# Chiropractic Care



## ETorbin (May 2, 2002)

Has anyone here had chiropractic care done?  

My situation is the following.  I am 24 years old and have been inflexable for all my life, even after 2 1/2 years of MA training.  I went to a chiropractor this week after about 3 weeks of back pain.  He took some x-rays and discovered that I have scoleosis.  That is what is causing the back pain and the lack of flexability.  The procedure that he recommends to correct this is about one year of chiropractic care (1-3 times a week) along with some special exercises.  The problem is that it is very expensive (about $3500) and my insurance doesn't cover it.  I would spend this money in a heartbeat if I was confident it would work.  My question is, has anyone had this kind of care?  If so, did it work?  I'm sorry about the length of the question.

Sincerly 

ETorbin


----------



## Cthulhu (May 2, 2002)

*SEE YOUR REGULAR PHYSICIAN FIRST*.

Most chiros make their money from return visits.  Get an exam from an *M.D.* first.
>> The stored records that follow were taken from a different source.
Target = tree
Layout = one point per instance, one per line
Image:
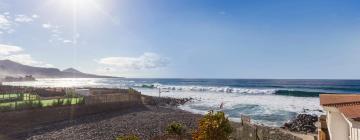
(213, 126)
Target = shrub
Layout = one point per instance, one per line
(213, 126)
(128, 137)
(175, 129)
(68, 101)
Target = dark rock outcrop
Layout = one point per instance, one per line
(304, 123)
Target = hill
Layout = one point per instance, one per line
(11, 68)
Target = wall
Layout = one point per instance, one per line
(247, 131)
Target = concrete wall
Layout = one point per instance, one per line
(247, 131)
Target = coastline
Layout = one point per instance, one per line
(146, 121)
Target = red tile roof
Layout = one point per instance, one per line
(334, 99)
(348, 104)
(352, 111)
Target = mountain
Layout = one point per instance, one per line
(11, 68)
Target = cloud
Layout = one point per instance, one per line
(8, 49)
(46, 26)
(17, 54)
(23, 18)
(9, 22)
(35, 16)
(145, 61)
(57, 34)
(5, 23)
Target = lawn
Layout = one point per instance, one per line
(20, 101)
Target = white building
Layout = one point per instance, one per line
(343, 115)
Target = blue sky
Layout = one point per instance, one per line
(186, 38)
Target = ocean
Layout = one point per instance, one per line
(271, 102)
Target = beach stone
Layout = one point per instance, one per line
(304, 123)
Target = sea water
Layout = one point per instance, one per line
(270, 102)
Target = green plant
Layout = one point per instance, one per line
(175, 129)
(68, 101)
(128, 137)
(213, 126)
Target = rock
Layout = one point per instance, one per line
(302, 123)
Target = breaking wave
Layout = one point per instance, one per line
(285, 92)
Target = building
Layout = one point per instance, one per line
(342, 115)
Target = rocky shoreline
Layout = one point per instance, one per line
(147, 122)
(303, 123)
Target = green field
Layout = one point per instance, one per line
(19, 101)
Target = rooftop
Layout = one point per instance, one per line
(348, 104)
(339, 99)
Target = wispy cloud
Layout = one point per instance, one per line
(17, 54)
(56, 34)
(23, 18)
(8, 22)
(145, 61)
(8, 49)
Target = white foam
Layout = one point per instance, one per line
(223, 89)
(206, 97)
(271, 104)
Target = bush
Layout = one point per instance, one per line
(68, 101)
(128, 137)
(175, 129)
(213, 126)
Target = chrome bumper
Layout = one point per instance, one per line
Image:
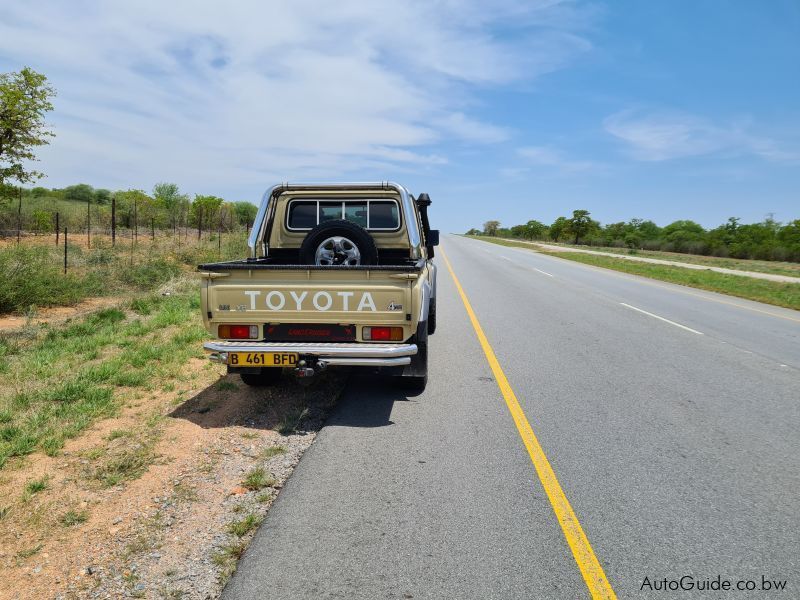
(326, 354)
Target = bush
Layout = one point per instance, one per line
(150, 274)
(31, 276)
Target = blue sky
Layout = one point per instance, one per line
(510, 111)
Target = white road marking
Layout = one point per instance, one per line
(662, 319)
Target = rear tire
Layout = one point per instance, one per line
(265, 378)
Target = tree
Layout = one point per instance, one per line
(82, 192)
(534, 230)
(207, 208)
(245, 213)
(170, 198)
(490, 227)
(558, 228)
(25, 98)
(134, 203)
(102, 196)
(580, 224)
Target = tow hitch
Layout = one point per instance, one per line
(307, 369)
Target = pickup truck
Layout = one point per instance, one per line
(338, 275)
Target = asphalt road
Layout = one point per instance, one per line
(674, 434)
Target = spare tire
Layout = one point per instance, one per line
(338, 243)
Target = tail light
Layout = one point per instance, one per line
(238, 332)
(383, 334)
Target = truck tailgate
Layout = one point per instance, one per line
(310, 296)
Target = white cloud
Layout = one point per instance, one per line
(232, 97)
(668, 135)
(546, 156)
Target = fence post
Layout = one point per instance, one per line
(19, 215)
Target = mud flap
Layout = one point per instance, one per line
(419, 362)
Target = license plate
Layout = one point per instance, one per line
(262, 359)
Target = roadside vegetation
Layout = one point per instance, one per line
(58, 380)
(771, 292)
(768, 240)
(32, 276)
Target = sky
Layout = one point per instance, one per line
(662, 110)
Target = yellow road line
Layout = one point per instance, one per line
(590, 568)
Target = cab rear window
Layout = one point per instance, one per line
(373, 215)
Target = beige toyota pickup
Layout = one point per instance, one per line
(338, 275)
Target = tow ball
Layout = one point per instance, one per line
(307, 369)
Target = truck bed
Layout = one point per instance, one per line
(273, 264)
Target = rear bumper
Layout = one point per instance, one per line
(326, 354)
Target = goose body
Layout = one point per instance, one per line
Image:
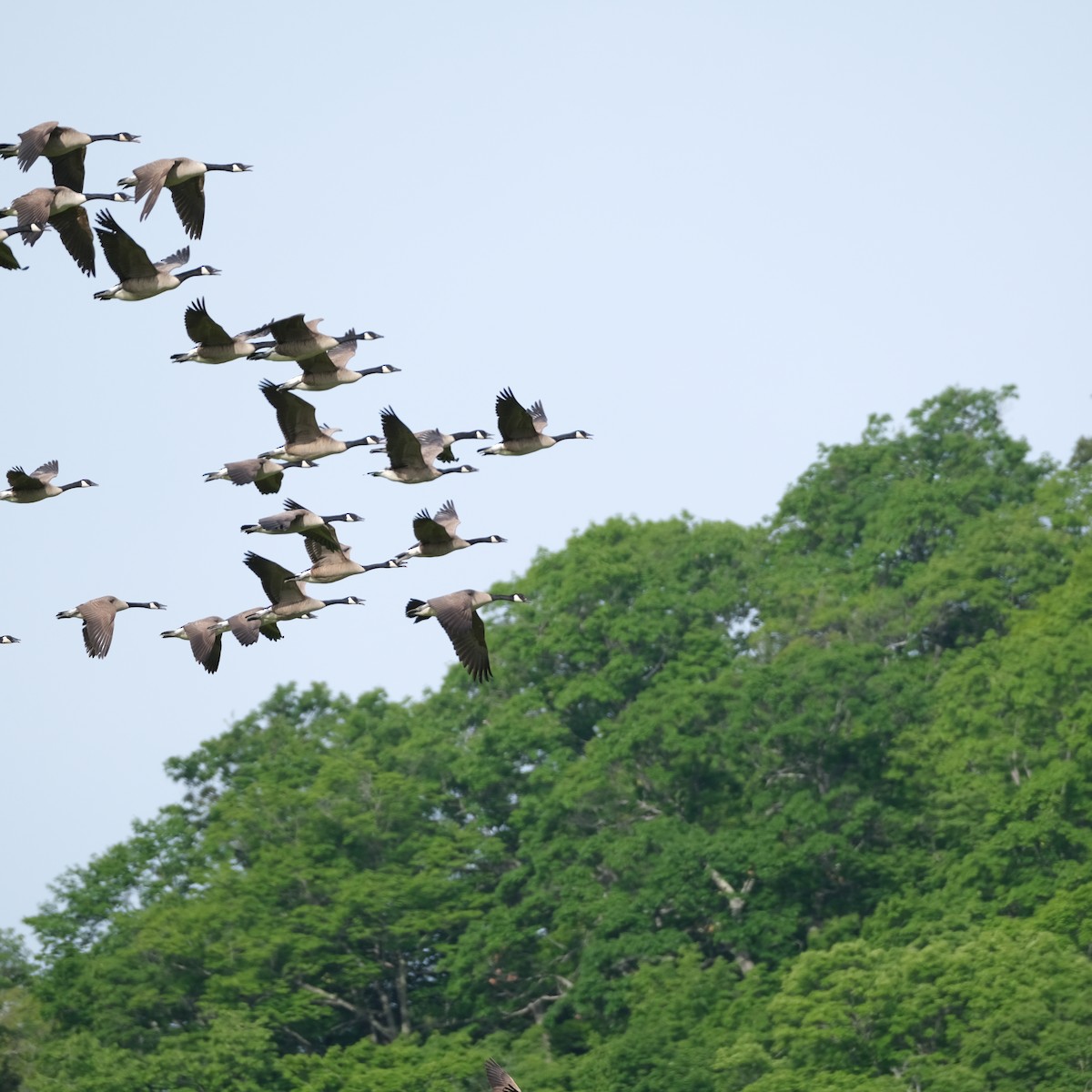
(140, 278)
(295, 339)
(295, 519)
(436, 535)
(98, 617)
(246, 627)
(25, 489)
(8, 259)
(522, 430)
(205, 638)
(458, 614)
(500, 1081)
(265, 474)
(412, 456)
(185, 178)
(447, 440)
(330, 565)
(66, 148)
(288, 599)
(213, 343)
(63, 208)
(327, 370)
(303, 438)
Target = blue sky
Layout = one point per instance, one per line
(714, 235)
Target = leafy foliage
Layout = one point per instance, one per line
(797, 806)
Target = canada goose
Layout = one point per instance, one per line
(63, 208)
(436, 535)
(98, 617)
(327, 370)
(500, 1081)
(205, 640)
(410, 454)
(447, 438)
(214, 345)
(266, 474)
(66, 148)
(295, 339)
(285, 593)
(8, 259)
(141, 278)
(521, 430)
(295, 519)
(26, 489)
(330, 563)
(185, 178)
(246, 627)
(458, 614)
(303, 438)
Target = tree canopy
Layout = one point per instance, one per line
(796, 806)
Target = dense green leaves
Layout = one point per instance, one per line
(798, 806)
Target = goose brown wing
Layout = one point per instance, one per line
(17, 479)
(68, 168)
(295, 416)
(512, 420)
(98, 617)
(189, 205)
(201, 328)
(319, 365)
(33, 142)
(467, 632)
(150, 179)
(75, 229)
(277, 580)
(33, 207)
(429, 531)
(126, 257)
(500, 1081)
(205, 642)
(403, 448)
(288, 329)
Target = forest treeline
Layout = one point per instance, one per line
(800, 806)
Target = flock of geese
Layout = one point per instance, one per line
(325, 363)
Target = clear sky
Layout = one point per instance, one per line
(713, 234)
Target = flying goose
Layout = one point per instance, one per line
(246, 627)
(266, 474)
(410, 454)
(214, 345)
(303, 438)
(285, 593)
(458, 614)
(205, 638)
(447, 438)
(8, 259)
(500, 1081)
(63, 208)
(141, 278)
(521, 430)
(185, 178)
(327, 370)
(26, 489)
(295, 339)
(436, 535)
(98, 617)
(295, 519)
(330, 565)
(66, 148)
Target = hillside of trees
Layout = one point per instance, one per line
(801, 806)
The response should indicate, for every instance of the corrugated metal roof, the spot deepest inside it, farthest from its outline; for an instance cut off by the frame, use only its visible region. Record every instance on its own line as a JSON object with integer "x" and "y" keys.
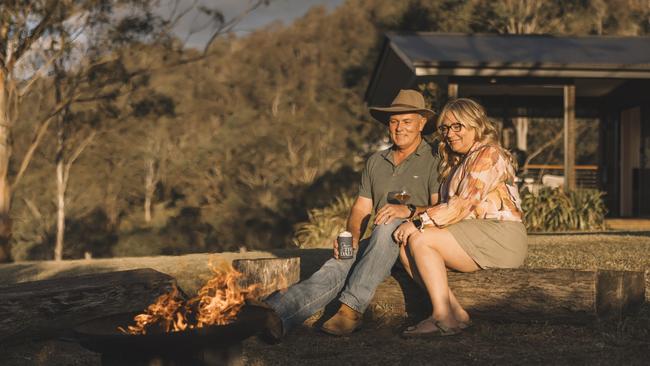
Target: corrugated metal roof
{"x": 490, "y": 50}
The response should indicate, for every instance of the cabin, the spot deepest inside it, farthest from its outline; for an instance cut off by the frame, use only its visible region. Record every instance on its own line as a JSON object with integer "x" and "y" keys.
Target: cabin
{"x": 600, "y": 83}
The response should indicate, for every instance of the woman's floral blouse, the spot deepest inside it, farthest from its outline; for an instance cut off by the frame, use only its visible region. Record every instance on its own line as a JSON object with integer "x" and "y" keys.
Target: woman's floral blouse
{"x": 480, "y": 187}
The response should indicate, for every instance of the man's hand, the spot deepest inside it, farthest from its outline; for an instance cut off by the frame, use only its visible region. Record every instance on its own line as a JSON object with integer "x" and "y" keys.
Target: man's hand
{"x": 401, "y": 235}
{"x": 391, "y": 211}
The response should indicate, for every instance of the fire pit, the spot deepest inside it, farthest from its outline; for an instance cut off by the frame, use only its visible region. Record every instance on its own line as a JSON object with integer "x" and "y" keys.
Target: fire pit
{"x": 211, "y": 345}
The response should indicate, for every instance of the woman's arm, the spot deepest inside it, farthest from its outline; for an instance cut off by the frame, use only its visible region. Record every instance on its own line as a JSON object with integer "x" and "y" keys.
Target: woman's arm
{"x": 482, "y": 173}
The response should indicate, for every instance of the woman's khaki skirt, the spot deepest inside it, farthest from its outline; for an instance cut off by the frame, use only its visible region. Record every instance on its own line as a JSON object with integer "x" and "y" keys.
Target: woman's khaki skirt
{"x": 492, "y": 243}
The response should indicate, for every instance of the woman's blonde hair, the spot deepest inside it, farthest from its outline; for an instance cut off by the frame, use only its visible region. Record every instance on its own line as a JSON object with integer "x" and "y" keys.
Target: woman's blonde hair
{"x": 471, "y": 115}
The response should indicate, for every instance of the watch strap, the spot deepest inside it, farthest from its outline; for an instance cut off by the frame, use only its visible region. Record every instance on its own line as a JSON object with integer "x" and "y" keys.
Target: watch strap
{"x": 412, "y": 208}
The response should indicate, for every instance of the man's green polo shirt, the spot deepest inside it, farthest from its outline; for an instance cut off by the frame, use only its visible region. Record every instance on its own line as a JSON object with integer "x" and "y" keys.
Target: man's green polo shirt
{"x": 418, "y": 174}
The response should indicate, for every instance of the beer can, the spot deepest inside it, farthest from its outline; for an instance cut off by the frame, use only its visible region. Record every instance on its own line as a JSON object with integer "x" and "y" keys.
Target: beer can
{"x": 344, "y": 241}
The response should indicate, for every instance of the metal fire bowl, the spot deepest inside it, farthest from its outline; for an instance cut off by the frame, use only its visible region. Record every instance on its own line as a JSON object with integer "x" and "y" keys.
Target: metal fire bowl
{"x": 101, "y": 335}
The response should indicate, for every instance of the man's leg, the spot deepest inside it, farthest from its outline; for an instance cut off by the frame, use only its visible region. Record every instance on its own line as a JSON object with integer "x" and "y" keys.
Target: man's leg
{"x": 374, "y": 263}
{"x": 305, "y": 298}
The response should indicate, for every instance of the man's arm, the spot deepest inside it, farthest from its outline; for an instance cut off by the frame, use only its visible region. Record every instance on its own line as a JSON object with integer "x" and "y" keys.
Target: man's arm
{"x": 358, "y": 218}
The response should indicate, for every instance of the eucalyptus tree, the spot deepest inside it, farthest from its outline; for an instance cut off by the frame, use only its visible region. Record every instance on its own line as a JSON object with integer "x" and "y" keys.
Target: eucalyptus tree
{"x": 82, "y": 38}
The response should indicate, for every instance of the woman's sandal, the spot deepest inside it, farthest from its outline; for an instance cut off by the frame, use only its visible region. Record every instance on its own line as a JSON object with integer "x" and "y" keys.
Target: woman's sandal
{"x": 465, "y": 325}
{"x": 429, "y": 327}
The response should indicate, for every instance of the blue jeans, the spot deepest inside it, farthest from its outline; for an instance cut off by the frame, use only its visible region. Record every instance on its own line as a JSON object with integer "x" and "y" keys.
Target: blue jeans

Back when I was in grade school, we were all tested for scoleosis at very young ages.  You probably were tested for it too, at some point in your life.

Before you shell out that kinda bread, get another opinion from your family doctor or some other non-chiro physician!

Cthulhu


----------



## karatekid1975 (May 2, 2002)

ETorbin,

I've had scoleosis all my life. I have no problem with flexability. I mean, I wasn't flexable at all when I started MA, but it didn't stop me from working on it. It does cause back pain, but I don't think it has anything to do with your flexability.


----------



## littlecrane (May 3, 2002)

Hi,

I've been lurking for a couple weeks, and I had to come out of the woodwork on this one. If this chiro thinks he can correct scoliosis, then he should publish his results so the rest of us can learn how to do the same.  I think there's one case in the literature of an adult with ideopathic scoliosis who got weekly care and didn't progress as expected. There are anecdotal accounts circulating among chiropractors, as well.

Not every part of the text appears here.